### Demo: return longest string from list

In [0]:
def find_longest_string(list_of_strings):
  longest_string = None
  longest_string_len = 0
  for s in list_of_strings:
    if len(s) > longest_string_len:
      longest_string_len = len(s)
      longest_string = s
  return longest_string

In [0]:
list_of_strings = ['abc', 'python', 'dima']
%time max_length = print(find_longest_string(list_of_strings))

In [0]:
large_list_of_strings = list_of_strings * 1000
%time print(find_longest_string(large_list_of_strings))

In [0]:
large_list_of_strings = list_of_strings * 100000000
%time max_length = max(large_list_of_strings, key=len)

### Break up into steps

- Step 1: Compute the length of all strings in a list
- Step 2: Select the maximum value

Note: Calculating lengths in one line and then zipping together with `list_of_strings` is faster than the alternative of appending to a list while physically passing through it.

In [0]:
%%time

# step 1: compute len of all strings in list
list_of_string_lens = [len(s) for s in list_of_strings]
list_of_string_lens = zip(list_of_strings, list_of_string_lens)

# step 2: select the maximum value
max_len = max(list_of_string_lens, key=lambda t: t[1])
print(max_len)

This is slower than before, as we're passing through list twice - first time to get the length and the second time to get the maximum. **But** now the input to step 2 is some pre-processed data (not the original input)..

Introduce helper functions:
- `mapper`: given a string, returns its length
- `reducer`: gets two tuples and returns the one with the biggest length

In [0]:
# mapper gets a string and returns its length
mapper = len

# reducer gets two tuples and returns the one with the bigger length
def reducer(p, c):
  if p[1] > c[1]:
    return p
  return c

Rewrite code using `mapper` and `reducer`, making use of Python's functions (`map` and `reduce`).

In [0]:
# We'll use Python's reduce function, which needs importing in Python 3
from functools import reduce

In [0]:
%%time

#step 1
mapped = map(mapper, list_of_strings)
mapped = zip(list_of_strings, mapped)

#step 2:
reduced = reduce(reducer, mapped)
print(reduced)

- Step 1: maps the list of strings into a list of tuples using the `mapper` function (use `zip` again to avoid duplicating the strings).
- Step 2: uses the `reducer` function, goes over the tuples from step one and applies it one by one. The result is a tuple with the maximum length.

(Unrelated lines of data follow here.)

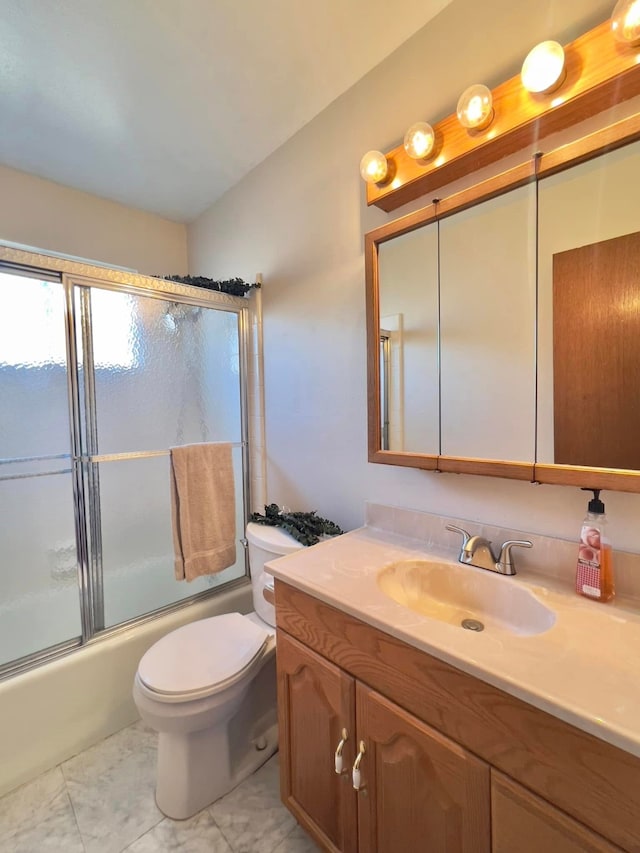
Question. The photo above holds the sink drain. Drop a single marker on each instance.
(472, 625)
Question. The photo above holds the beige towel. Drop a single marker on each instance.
(203, 509)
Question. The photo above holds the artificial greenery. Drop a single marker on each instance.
(233, 286)
(305, 527)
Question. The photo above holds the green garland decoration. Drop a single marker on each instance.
(233, 286)
(305, 527)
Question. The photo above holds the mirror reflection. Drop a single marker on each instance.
(480, 367)
(408, 275)
(487, 305)
(589, 313)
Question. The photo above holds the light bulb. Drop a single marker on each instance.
(543, 69)
(374, 167)
(419, 140)
(625, 22)
(475, 107)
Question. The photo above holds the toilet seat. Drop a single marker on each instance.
(178, 668)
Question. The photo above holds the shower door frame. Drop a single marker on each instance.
(85, 466)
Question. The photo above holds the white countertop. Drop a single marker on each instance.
(584, 670)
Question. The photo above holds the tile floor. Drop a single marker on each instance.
(102, 801)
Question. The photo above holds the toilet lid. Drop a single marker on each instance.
(202, 654)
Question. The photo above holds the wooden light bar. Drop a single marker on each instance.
(600, 73)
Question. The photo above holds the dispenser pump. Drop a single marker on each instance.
(595, 505)
(594, 570)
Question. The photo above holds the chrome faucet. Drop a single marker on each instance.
(476, 551)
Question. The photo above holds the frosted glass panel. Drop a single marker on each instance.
(137, 543)
(166, 373)
(34, 410)
(39, 599)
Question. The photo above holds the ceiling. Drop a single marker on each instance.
(163, 105)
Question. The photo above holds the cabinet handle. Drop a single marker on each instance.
(357, 781)
(338, 756)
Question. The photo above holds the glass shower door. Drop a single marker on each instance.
(39, 596)
(164, 374)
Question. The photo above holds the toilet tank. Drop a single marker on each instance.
(266, 543)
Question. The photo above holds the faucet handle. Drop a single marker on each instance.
(505, 561)
(463, 533)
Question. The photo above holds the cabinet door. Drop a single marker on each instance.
(524, 822)
(316, 701)
(422, 791)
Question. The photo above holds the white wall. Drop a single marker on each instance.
(40, 213)
(300, 218)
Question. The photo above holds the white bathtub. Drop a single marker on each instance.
(57, 710)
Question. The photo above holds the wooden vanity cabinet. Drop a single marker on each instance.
(525, 823)
(316, 701)
(420, 791)
(451, 763)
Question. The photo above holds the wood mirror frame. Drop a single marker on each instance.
(608, 138)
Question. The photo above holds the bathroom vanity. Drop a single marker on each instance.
(497, 741)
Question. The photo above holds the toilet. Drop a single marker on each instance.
(209, 690)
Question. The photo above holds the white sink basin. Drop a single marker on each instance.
(452, 593)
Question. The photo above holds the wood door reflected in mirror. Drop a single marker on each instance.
(589, 315)
(408, 321)
(596, 354)
(488, 309)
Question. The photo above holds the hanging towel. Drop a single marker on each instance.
(203, 509)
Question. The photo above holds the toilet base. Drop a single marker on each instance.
(192, 773)
(196, 768)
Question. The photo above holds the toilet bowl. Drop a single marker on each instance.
(209, 689)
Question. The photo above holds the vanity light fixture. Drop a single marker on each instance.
(625, 22)
(475, 107)
(374, 167)
(543, 70)
(419, 140)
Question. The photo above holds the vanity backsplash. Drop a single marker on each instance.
(550, 558)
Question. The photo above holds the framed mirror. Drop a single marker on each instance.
(536, 317)
(589, 314)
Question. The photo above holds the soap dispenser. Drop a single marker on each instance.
(594, 572)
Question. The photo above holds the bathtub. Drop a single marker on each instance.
(58, 709)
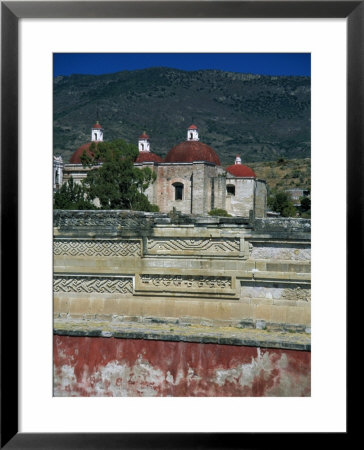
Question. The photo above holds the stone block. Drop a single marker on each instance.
(79, 306)
(262, 312)
(295, 315)
(96, 305)
(278, 314)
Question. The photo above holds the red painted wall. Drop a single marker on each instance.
(86, 366)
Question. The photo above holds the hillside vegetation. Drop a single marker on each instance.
(262, 118)
(284, 174)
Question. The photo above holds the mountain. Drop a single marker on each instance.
(260, 117)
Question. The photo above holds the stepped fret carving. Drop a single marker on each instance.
(99, 247)
(186, 281)
(99, 285)
(297, 294)
(212, 245)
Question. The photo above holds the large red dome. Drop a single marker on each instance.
(239, 170)
(76, 157)
(148, 157)
(190, 151)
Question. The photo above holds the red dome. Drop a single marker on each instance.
(239, 170)
(144, 136)
(148, 157)
(76, 157)
(190, 151)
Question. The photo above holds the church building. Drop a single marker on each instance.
(190, 178)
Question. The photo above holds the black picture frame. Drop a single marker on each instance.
(11, 12)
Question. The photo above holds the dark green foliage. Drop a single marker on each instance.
(117, 184)
(219, 212)
(305, 207)
(72, 196)
(305, 204)
(281, 202)
(263, 118)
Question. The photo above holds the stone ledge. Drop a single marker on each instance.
(192, 333)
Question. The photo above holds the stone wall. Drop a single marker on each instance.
(85, 366)
(122, 265)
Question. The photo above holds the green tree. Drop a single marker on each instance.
(305, 204)
(117, 184)
(72, 195)
(281, 202)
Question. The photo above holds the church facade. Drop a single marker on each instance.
(190, 178)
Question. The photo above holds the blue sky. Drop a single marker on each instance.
(257, 63)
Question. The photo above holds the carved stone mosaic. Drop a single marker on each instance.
(186, 281)
(89, 284)
(80, 247)
(195, 245)
(279, 252)
(297, 294)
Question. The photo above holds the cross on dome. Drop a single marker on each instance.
(192, 133)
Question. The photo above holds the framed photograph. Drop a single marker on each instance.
(153, 290)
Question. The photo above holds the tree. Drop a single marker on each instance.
(72, 195)
(305, 207)
(282, 203)
(117, 184)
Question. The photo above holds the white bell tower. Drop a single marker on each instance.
(143, 143)
(192, 133)
(97, 132)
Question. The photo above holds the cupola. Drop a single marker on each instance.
(97, 132)
(192, 133)
(143, 143)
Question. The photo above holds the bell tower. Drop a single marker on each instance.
(192, 133)
(143, 143)
(97, 132)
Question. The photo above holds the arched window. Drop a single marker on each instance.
(178, 191)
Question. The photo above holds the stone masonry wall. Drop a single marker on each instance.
(129, 266)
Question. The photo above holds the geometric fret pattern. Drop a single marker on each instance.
(98, 247)
(90, 284)
(211, 245)
(185, 281)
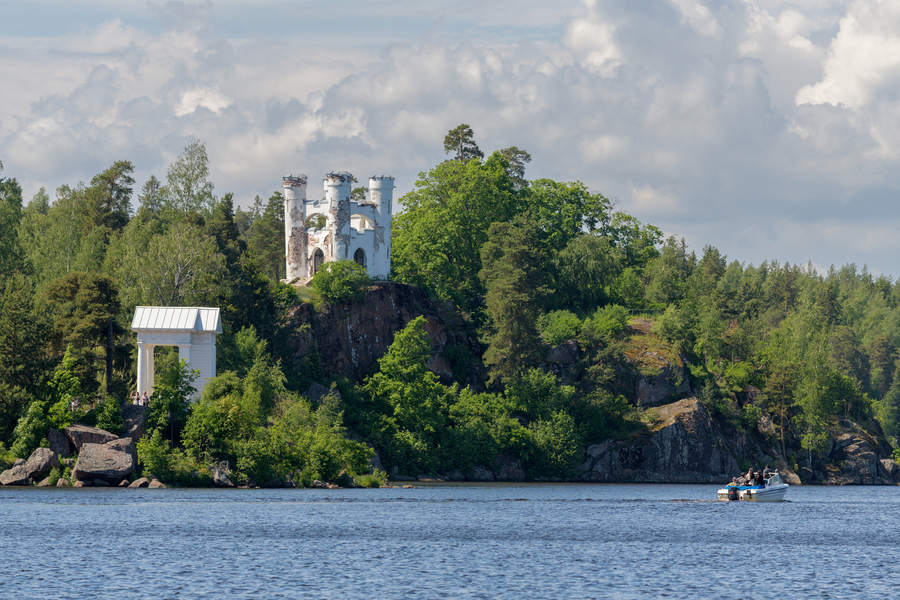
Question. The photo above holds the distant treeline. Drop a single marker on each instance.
(529, 263)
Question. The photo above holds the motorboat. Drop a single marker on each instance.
(772, 490)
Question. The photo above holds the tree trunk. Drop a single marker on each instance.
(109, 347)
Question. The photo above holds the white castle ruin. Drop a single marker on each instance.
(336, 227)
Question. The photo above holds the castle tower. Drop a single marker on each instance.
(381, 190)
(295, 240)
(337, 198)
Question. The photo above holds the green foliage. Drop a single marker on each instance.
(54, 476)
(30, 430)
(416, 398)
(10, 216)
(82, 306)
(155, 455)
(170, 268)
(23, 334)
(515, 281)
(109, 416)
(187, 188)
(558, 326)
(341, 281)
(461, 141)
(564, 212)
(585, 268)
(266, 234)
(436, 242)
(608, 322)
(171, 398)
(538, 394)
(557, 444)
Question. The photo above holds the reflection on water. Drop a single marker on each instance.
(449, 541)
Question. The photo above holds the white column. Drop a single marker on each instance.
(151, 369)
(184, 352)
(142, 368)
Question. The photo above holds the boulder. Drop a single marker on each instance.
(80, 435)
(15, 476)
(684, 446)
(852, 472)
(133, 416)
(219, 473)
(99, 461)
(41, 462)
(843, 440)
(123, 445)
(59, 443)
(480, 473)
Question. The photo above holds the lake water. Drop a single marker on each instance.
(519, 541)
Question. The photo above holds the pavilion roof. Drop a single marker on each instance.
(177, 318)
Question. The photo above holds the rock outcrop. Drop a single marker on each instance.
(351, 338)
(59, 443)
(219, 473)
(41, 462)
(133, 417)
(79, 435)
(109, 462)
(17, 475)
(684, 446)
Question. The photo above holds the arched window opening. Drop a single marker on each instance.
(318, 260)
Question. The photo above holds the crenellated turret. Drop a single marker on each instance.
(336, 228)
(337, 196)
(295, 242)
(381, 190)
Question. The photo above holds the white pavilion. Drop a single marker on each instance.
(193, 329)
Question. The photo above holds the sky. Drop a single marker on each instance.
(766, 128)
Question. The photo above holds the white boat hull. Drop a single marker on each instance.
(772, 493)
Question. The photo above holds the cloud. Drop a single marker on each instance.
(764, 128)
(209, 98)
(863, 60)
(699, 17)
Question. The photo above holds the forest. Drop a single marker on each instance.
(528, 264)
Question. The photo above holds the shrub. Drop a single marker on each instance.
(31, 430)
(54, 475)
(341, 281)
(558, 326)
(557, 446)
(109, 416)
(608, 322)
(155, 455)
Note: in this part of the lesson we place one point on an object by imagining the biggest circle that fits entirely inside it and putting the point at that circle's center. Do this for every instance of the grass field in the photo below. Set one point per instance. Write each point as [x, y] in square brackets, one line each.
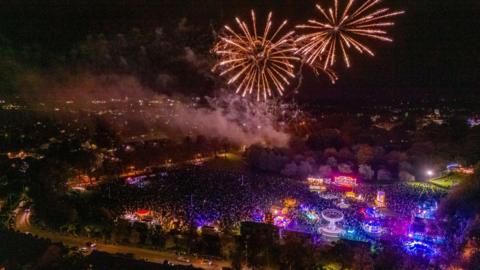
[447, 181]
[231, 161]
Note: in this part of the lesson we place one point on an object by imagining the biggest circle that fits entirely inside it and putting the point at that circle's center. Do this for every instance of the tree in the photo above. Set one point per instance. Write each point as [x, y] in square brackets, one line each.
[325, 171]
[366, 172]
[384, 175]
[406, 176]
[344, 168]
[364, 153]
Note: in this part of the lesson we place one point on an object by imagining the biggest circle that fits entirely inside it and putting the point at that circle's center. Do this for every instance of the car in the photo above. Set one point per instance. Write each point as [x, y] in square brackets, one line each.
[206, 261]
[90, 245]
[183, 259]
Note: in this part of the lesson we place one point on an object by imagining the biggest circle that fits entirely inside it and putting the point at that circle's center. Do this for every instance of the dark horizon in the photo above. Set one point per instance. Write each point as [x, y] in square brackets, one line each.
[433, 54]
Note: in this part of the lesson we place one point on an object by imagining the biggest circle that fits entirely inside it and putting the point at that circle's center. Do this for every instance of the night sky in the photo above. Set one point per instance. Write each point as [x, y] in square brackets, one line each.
[435, 50]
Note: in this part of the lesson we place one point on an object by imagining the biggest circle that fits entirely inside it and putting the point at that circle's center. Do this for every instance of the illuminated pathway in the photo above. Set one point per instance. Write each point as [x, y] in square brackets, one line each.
[22, 223]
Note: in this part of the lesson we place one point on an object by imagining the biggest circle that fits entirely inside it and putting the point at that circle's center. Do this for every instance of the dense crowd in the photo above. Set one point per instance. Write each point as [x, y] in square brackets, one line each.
[197, 196]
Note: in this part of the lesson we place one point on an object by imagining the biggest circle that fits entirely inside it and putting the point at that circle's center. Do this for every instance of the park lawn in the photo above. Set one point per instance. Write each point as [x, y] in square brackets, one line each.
[447, 181]
[229, 160]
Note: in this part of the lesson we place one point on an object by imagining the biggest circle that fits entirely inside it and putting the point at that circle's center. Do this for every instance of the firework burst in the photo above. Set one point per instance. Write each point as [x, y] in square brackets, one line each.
[257, 62]
[339, 31]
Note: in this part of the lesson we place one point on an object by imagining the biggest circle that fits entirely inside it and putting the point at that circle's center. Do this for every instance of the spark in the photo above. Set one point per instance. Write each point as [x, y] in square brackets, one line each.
[339, 31]
[255, 61]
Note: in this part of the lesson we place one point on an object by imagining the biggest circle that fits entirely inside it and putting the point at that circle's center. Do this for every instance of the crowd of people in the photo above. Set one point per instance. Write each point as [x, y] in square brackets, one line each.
[200, 196]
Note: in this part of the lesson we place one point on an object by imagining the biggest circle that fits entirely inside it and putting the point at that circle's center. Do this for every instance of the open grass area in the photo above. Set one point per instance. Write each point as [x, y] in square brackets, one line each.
[232, 161]
[447, 181]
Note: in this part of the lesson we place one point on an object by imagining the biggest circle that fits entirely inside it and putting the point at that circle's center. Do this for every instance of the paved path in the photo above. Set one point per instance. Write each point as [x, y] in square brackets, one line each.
[22, 223]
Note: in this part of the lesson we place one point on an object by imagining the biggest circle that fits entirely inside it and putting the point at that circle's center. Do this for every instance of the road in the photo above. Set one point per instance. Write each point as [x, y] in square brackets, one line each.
[22, 224]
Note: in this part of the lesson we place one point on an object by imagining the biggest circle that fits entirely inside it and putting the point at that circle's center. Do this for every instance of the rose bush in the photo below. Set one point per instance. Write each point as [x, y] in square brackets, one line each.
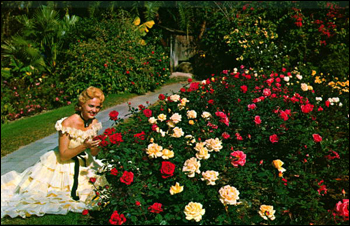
[215, 153]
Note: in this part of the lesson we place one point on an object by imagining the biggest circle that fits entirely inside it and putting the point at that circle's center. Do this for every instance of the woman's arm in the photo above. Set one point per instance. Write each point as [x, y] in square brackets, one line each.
[67, 153]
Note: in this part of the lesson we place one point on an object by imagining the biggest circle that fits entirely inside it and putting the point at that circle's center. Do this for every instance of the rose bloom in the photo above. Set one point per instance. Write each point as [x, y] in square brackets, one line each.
[127, 178]
[175, 98]
[176, 118]
[191, 114]
[317, 138]
[161, 117]
[274, 138]
[155, 208]
[167, 154]
[177, 132]
[342, 209]
[267, 212]
[238, 158]
[194, 211]
[176, 189]
[202, 153]
[191, 166]
[113, 115]
[213, 144]
[210, 176]
[117, 219]
[229, 195]
[152, 120]
[278, 165]
[154, 150]
[206, 115]
[304, 87]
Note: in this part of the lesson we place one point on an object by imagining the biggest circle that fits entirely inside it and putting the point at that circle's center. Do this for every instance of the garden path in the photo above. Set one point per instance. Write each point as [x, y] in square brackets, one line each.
[28, 155]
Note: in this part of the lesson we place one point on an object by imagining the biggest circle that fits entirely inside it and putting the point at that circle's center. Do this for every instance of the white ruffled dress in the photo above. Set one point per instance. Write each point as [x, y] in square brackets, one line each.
[45, 188]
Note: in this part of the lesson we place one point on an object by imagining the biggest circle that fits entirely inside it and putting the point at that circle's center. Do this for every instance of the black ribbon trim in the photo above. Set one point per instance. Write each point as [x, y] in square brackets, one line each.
[76, 174]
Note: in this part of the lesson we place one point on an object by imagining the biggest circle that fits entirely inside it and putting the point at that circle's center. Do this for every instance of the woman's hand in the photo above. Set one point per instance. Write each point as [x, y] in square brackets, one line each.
[88, 143]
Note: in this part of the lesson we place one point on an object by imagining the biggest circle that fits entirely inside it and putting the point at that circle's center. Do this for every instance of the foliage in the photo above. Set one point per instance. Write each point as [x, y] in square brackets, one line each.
[112, 55]
[274, 35]
[270, 138]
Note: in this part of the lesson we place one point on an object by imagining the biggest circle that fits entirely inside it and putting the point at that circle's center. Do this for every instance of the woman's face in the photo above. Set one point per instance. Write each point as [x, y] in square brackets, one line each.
[91, 108]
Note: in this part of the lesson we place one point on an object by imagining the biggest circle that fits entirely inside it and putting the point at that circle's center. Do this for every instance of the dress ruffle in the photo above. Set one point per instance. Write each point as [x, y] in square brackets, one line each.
[45, 188]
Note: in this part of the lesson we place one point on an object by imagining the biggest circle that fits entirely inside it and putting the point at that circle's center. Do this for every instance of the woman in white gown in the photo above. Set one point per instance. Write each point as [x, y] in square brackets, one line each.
[60, 181]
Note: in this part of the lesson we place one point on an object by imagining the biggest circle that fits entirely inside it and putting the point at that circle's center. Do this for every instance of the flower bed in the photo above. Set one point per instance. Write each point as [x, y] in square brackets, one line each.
[237, 148]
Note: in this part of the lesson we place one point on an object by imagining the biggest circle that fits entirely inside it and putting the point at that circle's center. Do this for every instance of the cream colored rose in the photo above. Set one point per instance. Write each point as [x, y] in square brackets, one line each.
[304, 87]
[167, 154]
[191, 114]
[152, 120]
[206, 115]
[176, 118]
[171, 124]
[194, 211]
[175, 98]
[154, 150]
[176, 189]
[229, 195]
[191, 166]
[210, 176]
[177, 132]
[266, 212]
[161, 117]
[203, 153]
[214, 144]
[278, 165]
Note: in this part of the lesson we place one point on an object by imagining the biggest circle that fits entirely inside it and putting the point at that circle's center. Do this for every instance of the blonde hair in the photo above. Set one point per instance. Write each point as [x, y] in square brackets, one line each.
[88, 94]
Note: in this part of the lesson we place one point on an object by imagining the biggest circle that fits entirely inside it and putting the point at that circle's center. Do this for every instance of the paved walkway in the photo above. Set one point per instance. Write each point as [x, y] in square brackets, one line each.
[28, 155]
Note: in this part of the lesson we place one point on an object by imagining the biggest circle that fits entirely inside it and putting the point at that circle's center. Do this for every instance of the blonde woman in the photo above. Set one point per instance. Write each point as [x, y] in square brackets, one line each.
[62, 180]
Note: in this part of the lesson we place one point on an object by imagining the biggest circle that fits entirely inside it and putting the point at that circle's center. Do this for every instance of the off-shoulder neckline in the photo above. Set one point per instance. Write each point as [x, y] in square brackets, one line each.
[93, 126]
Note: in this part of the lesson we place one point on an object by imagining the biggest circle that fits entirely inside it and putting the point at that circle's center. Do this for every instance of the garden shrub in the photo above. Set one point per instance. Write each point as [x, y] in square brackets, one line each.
[114, 58]
[237, 148]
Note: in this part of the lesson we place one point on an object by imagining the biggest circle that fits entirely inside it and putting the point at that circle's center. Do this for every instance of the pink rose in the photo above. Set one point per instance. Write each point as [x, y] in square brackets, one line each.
[238, 158]
[274, 138]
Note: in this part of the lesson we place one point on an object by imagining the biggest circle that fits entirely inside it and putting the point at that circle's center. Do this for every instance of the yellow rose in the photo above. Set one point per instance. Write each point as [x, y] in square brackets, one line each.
[176, 189]
[167, 154]
[278, 165]
[229, 195]
[154, 150]
[194, 211]
[266, 212]
[191, 166]
[177, 132]
[161, 117]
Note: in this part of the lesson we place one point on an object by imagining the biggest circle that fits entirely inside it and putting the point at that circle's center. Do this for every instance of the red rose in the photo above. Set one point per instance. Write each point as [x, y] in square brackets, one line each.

### Break input into chunks

Run on the input divided up into chunks.

In [0]:
from math import ceil

# Write function that takes a list l and produces n chunks from it

def chunks(l, n):
  """Yield n successive chunks from l."""
  list_len = len(l)
  chunk_length = ceil(list_len / n)
  for i in range(0, list_len, chunk_length):
    yield l[i:i + chunk_length]

In [0]:
num_wanted_chunks = 32
# data_chunks is a generator, i.e. it's single use
data_chunks = chunks(large_list_of_strings, num_wanted_chunks)

In [0]:
%%time
#step 1:
reduced_all = []
for chunk in data_chunks:
  mapped_chunk = map(mapper, chunk)
  mapped_chunk = zip(chunk, mapped_chunk)
    
  reduced_chunk = reduce(reducer, mapped_chunk)
  reduced_all.append(reduced_chunk)
    
#step 2:
reduced = reduce(reducer, reduced_all)
print(reduced)

Improvement: Convert `reduce` to work on parallel data too

In [0]:
def chunks_mapper(chunk):
  mapped_chunk = map(mapper, chunk) 
  mapped_chunk = zip(chunk, mapped_chunk)
  return reduce(reducer, mapped_chunk)

In [0]:
num_wanted_chunks = 32
# data_chunks is a generator, i.e. it's single use
data_chunks = chunks(large_list_of_strings, num_wanted_chunks)

In [0]:
%%time

#step 1:
mapped = map(chunks_mapper, data_chunks)

#step 2:
reduced = reduce(reducer, mapped)
print(reduced)

Same sort of execution time, **but** we can now parallelise this!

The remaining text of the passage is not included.